In 2016, a case of mitral valve infective endocarditis with initial first-degree heart block evolving into complete heart block during the inpatient hospital stay and eventual death was reported due to Streptococcus agalactiae [Citation6]. The case involved a large 2 × 1 cm native mitral valve vegetation with a perforated posterior mitral leaflet, a tricuspid septal leaflet vegetation, interventricular septum extension, and extensive necrosis of the atrioventricular node based on postmortem exam. Unlike our case, a mechanism of perivalvular extension and documented atrioventricular node necrosis was the obvious mechanism of complete heart block.

A case similar to ours occurred in 2019, wherein a 19-year-old female, without a past medical history, presented with anterior mitral valve Staphylococcus aureus infective endocarditis with complete heart block and a junctional rhythm [Citation7]. Despite the insertion of a prosthetic valve, the patient died soon after discharge, however. Once again anterior mitral valve leaflet involvement with Staphylococcus aureus was found.

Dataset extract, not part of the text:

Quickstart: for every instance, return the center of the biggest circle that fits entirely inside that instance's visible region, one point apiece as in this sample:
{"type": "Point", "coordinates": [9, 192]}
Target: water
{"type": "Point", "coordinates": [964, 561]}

The literature suggests mitral valve infective endocarditis, without aortic involvement, is an extremely rare cause of complete heart block, even on top of the rarity of infective endocarditis driven complete heart block. The few case reports show a tendency for anterior mitral valve leaflet involvement, often Staphylococcus aureus infection, and sometimes renal comorbidities. The cases have ranged from vegetations on the mitral valve, to large abscesses to fully documented atrioventricular node necrosis. Presumably, damage to the nearby conduction system near the mitral valve, particularly near the anterior mitral valve, causes complete heart block, possibly through some extension of infection or inflammation.

4. Conclusion

Mitral valve infective endocarditis can present with complete heart block without echocardiographic evidence of aortic involvement. Anterior mitral leaflet involvement is often found in cases of mitral valve infective endocarditis with complete heart block. Continuous antibiotic treatment, with the replacement of line sites, surgical correction, and pacemaker insertion at the end of a protracted hospital stay can result in positive outcomes as with this case. Intermittent atrial flutter superimposed on the background of complete heart block can complicate treatment plans. In cases of complete heart block and infective endocarditis, mitral valve infective endocarditis without aortic involvement can remain in consideration as a rare but possible cause of this arrhythmia.

Disclosure statement

No potential conflict of interest was reported by the authors.